Дурново и здесь был у царя в советчиках.
— Гениально! — кричал Дурново. — Гениально!
Приказал Николай I собрать декабристов вместе вначале в Читинском остроге, а потом построил специальную тюрьму на Петровском заводе, без окон.
Привезли декабристов. Выждал царь год.
— Ну как, перессорились?
— Нет, дружно живут, ваше величество.
Прошел еще год.
— Ну как, перессорились?
— Нет, дружно живут, ваше величество. Даже еще дружнее.
И верно. Жили декабристы на редкость дружно. Общая каторга еще больше сблизила, объединила их. Не кичились они ни чинами, ни званиями, ни богатством своим. Всегда приходили на помощь один другому. Сообща им было легче бороться с тюремным начальством. Легче переносить лишения и утраты.
Понял Николай I, что из плана его ничего не вышло.
— Ошиблись мы с тобой, Дурново, ошиблись. Обмишурились. Надо бы их поместить раздельно.
И вот когда декабристы стали выходить на поселение, царь решил исправить свою ошибку.
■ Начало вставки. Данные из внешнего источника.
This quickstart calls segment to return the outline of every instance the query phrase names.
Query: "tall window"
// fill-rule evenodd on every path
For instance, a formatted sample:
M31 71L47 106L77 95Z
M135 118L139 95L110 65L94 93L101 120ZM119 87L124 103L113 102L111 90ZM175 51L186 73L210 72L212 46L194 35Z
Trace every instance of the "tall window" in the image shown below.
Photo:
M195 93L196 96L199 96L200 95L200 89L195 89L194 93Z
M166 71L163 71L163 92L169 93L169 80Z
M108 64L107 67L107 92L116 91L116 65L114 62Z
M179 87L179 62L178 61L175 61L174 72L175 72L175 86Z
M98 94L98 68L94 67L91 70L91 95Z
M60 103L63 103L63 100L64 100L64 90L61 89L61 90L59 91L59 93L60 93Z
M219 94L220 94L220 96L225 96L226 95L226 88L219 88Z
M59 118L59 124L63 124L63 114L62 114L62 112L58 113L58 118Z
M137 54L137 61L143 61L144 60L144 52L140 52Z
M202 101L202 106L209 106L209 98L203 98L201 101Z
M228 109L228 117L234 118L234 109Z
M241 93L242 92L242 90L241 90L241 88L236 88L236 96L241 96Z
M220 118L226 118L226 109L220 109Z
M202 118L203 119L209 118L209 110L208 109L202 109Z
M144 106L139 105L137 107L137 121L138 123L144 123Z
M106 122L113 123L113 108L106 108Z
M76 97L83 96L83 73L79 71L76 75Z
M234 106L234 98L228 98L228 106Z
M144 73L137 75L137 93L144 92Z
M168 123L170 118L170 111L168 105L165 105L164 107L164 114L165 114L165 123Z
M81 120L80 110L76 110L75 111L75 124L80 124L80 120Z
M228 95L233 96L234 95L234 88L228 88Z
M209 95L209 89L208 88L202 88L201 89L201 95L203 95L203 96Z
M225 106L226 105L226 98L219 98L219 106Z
— Разгоню их по разным местам. В разные стороны раскидаю!
По всей необъятной Сибири разбросал декабристов царь. Неслись тройки в Тобольск, Селенгинск, Минусинск, в Туринск. В Баргузин и Нарым. В Кяхту, Березов, Иркутск, Пелым и в десятки других селений.
— Гениально! — кричал Дурново. — Гениально! Погибнут они среди местных жителей. Затеряются.
Но не затерялись декабристы в снегах Сибири, не погибли. Благодарна память о них в Сибири. Она и сейчас жива.
Как жили декабристы в изгнании, как встретили их местные жители, почему с благодарностью помнят о них в Сибири, вы и узнаете из последних рассказов этой книги.
СсыльныйРасселяя декабристов, Николай I поступал так: возьмет карту, ткнет пальцем:
— Сюда вот Бестужевых. Сюда Трубецкого. Сюда Волконского.
Когда решалась судьба декабриста Николая Лорера, царь вообще указал на пустое место. Долго колесили по Сибири жандармы, прежде чем нашли хотя бы избенку одну поблизости. Мертвый Култук называлось то место. И в нем действительно только одна изба.